Résultat ? Un réseau réduit à peau de chagrin. “Nous avons installé 7.000 bornes en comptant Autolib’. Le fait que des propriétaires se branchent de plus en plus sur ce service public d’autopartage pour recharger leurs véhicules personnels pose d’ailleurs souci. Nous avons beaucoup investi et acquis de l’expérience dans l’exploitation des bornes. Nous reprenons le réseau londonien, où les usagers paient pour se recharger. En France, l’accepteraient-ils ? Pour l’installation des bornes en tout cas, sans cofinancement de l’Ademe ou de l’Europe, l’équation économique n’est pas au rendez-vous et c’est cela qui bloque dans les territoires qui en attendaient“, a reconnu Didier Marginèdes, vice-président de BlueSolutions, la filiale du groupe Bolloré spécialisée dans les véhicules électriques.

 

Un retard préoccupant

Cette défaillance serait moins handicapante si le principal programme de déploiement de bornes de recharge, via les financements des programmes d’investissements d’avenir (PIA), avait pour sa part porté ses fruits. Or il a pris un retard important. L’Ademe avance régulièrement que 77 projets d’infrastructures ont été soutenus par ce biais, soit 61 millions d’euros d’aides. “Ces projets portaient la promesse d’équiper les territoires de 20.533 points de charge, mais seuls 3.000 ont pour l’heure vu le jour sur la voie publique. Ces retards sont notamment dus aux délais de recueil des délibérations des collectivités locales ou de contractualisation, au temps aussi que prennent les études techniques, etc. Si bien qu’à ce jour, difficile de tirer un retour d’expérience sur le fonctionnement de ces bornes ou sur leur utilisation par les usagers“, indique Jean-Luc Moullet.

 

D’autres enjeux

Il persiste aussi des obstacles juridiques à l’installation de bornes. Par exemple nous avons fait le droit et jurisprudence sur la question de l’accessibilité aux bornes des personnes à mobilité réduite (PMR).
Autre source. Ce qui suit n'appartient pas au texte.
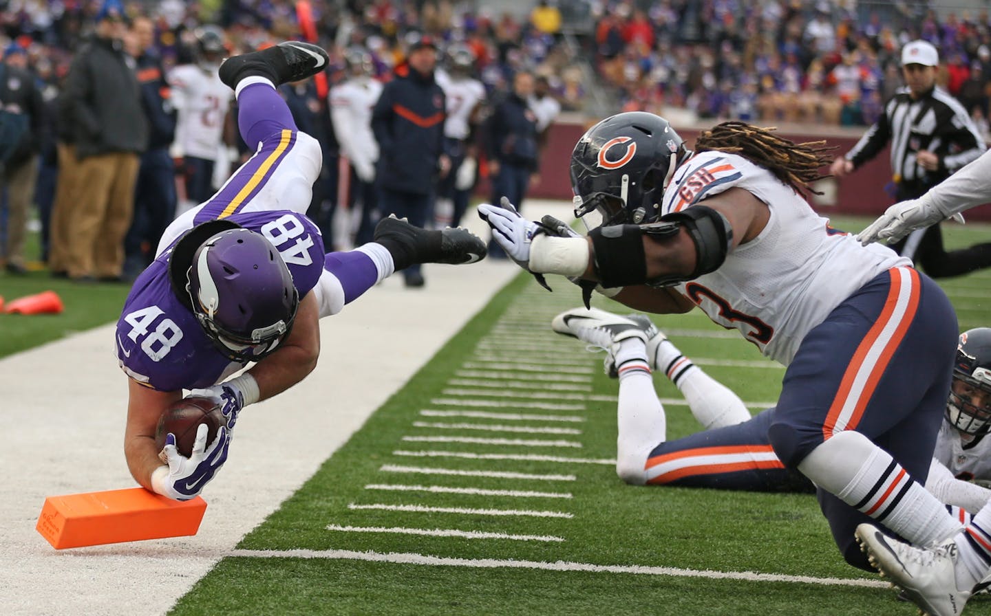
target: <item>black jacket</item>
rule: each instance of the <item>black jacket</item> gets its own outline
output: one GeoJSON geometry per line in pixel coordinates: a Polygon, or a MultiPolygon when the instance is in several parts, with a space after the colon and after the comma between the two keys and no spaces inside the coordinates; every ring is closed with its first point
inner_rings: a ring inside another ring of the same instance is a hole
{"type": "Polygon", "coordinates": [[[84,46],[72,60],[62,96],[79,158],[140,154],[148,147],[138,79],[118,44],[94,39],[84,46]]]}
{"type": "Polygon", "coordinates": [[[0,105],[9,113],[28,117],[27,130],[7,159],[7,166],[14,167],[38,154],[45,129],[45,102],[37,77],[30,71],[0,64],[0,105]]]}
{"type": "Polygon", "coordinates": [[[409,69],[385,84],[372,112],[380,185],[416,194],[433,190],[444,148],[445,110],[444,90],[432,74],[409,69]]]}
{"type": "Polygon", "coordinates": [[[175,109],[168,100],[170,89],[162,59],[152,53],[143,53],[138,58],[137,77],[142,108],[148,119],[148,149],[168,148],[175,139],[175,109]]]}
{"type": "Polygon", "coordinates": [[[537,170],[537,116],[515,93],[493,109],[485,131],[486,154],[500,164],[537,170]]]}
Et une fois installées, il faut qu’elles fonctionnent, ce qui a un coût d’un million d’euros par an pour les 187 bornes que nous exploitons pour le compte de collectivités l“, ajoute de son côté Juliette Antoine-Simon, directrice générale de Sodetrel, la filiale d’EDF dédiée à la mobilité électrique.
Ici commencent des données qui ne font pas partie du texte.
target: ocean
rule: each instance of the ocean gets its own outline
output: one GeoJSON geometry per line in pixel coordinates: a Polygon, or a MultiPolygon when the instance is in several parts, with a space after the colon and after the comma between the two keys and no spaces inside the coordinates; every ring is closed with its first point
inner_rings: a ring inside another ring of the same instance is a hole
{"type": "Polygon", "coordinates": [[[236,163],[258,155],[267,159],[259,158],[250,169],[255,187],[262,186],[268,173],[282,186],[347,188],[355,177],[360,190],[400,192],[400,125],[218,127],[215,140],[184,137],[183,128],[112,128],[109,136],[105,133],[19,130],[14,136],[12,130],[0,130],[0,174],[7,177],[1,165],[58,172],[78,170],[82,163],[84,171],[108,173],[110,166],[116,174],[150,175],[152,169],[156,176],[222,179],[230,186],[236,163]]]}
Enfin, un autre enjeu intéressant les élus locaux a été pointé par le député LR du Pas-de-Calais et maire du Touquet, Daniel Fasquelle, à savoir le lien entre mobilité électrique et tourisme : “Ce retard de déploiement pose en effet problème pour des communes touristiques comme la mienne. Je reçois de plus en plus de plaintes provenant de visiteurs venant en voiture électrique et ne pouvant se recharger au Touquet. De manière générale, les gares et parkings relais sont trop faiblement équipés“, a-t-il conclu.